I could see their frustration when they tried to roll over, or wanted to grasp a toy that was out of reach.
"Soon you'll be able to do this on your own," I told them.
Their surgery date arrived and Riley and I walked alongside our girls as they were wheeled into theatre.
"Mummy and Daddy love you very much," I said. "We'll see you both very soon."
Then the doors closed and all we could do was wait and hope.
Over the next 11 hours, a team of 30 doctors worked to separate our girls.
The wait was agonising. We sat outside, clutching each other's hand, unable to speak.
Then a nurse told us the neurosurgeon wanted to see us. My heart leapt into my throat.
As we approached him, I clenched Riley's hand tightly.
"How did it go?" I asked. "How are they?"
"The surgery went well," he replied. "But they're very weak."
Abby in particular had lost a lot of blood.
"We've placed them in an induced coma to encourage their bodies to recover," he explained.
We were taken to see them.
Their heads were heavily bandaged, their eyes were shut, and they were attached to machines. But their hearts were beating by themselves.
"They're alive," I cried, falling into Riley's arms.
Later, standing between their two incubators, it suddenly hit me.
Our two girls were now separate and independent of each other.
"It sounds odd," I said, "but they look lonely without each other."
For the last 10 months, I'd got used to managing two babies at once.
I could change Erin's nappy while chatting to Abby.
Now, everything had changed and it would take some getting used to.
But that was a challenge for another day.
My precious girls were still very fragile and both had moments where we thought they wouldn't make it.
But Abby and Erin refused to give up and they became stronger and stronger.
Three weeks after their op, they were woken from their coma.
As their tiny eyelids fluttered open, it felt like time stood still.

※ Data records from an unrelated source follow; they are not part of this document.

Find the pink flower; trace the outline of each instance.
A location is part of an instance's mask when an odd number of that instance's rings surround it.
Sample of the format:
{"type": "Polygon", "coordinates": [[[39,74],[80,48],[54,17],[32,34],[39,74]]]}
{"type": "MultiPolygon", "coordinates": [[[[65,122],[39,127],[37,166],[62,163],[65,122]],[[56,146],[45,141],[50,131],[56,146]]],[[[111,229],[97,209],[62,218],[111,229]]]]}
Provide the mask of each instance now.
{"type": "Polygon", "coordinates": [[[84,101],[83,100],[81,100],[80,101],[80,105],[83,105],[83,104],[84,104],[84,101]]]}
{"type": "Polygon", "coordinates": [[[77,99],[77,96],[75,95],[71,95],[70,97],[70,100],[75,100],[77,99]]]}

They continued to improve, and a week later, I held Erin by herself for the first time. Cuddling her, I burst into tears.
"Look how far we've come," I said.
Because of their complex condition, my girls still needed specialist care and constant monitoring.
But after 485 days in hospital, Abby and Erin finally came home.
Now, they're 18 months old, and I couldn't imagine life without my two mischievous munchkins.
They've just started rolling over by themselves and are always babbling to one another.
Sometimes, I even catch them falling asleep holding hands.
Developmentally, they are slightly behind other tots, but doctors aren't too concerned.
Over the next few years, the girls will need further surgery.
We'll never be certain what the future holds.
But as long as they have each other, I know my girls can overcome any obstacle.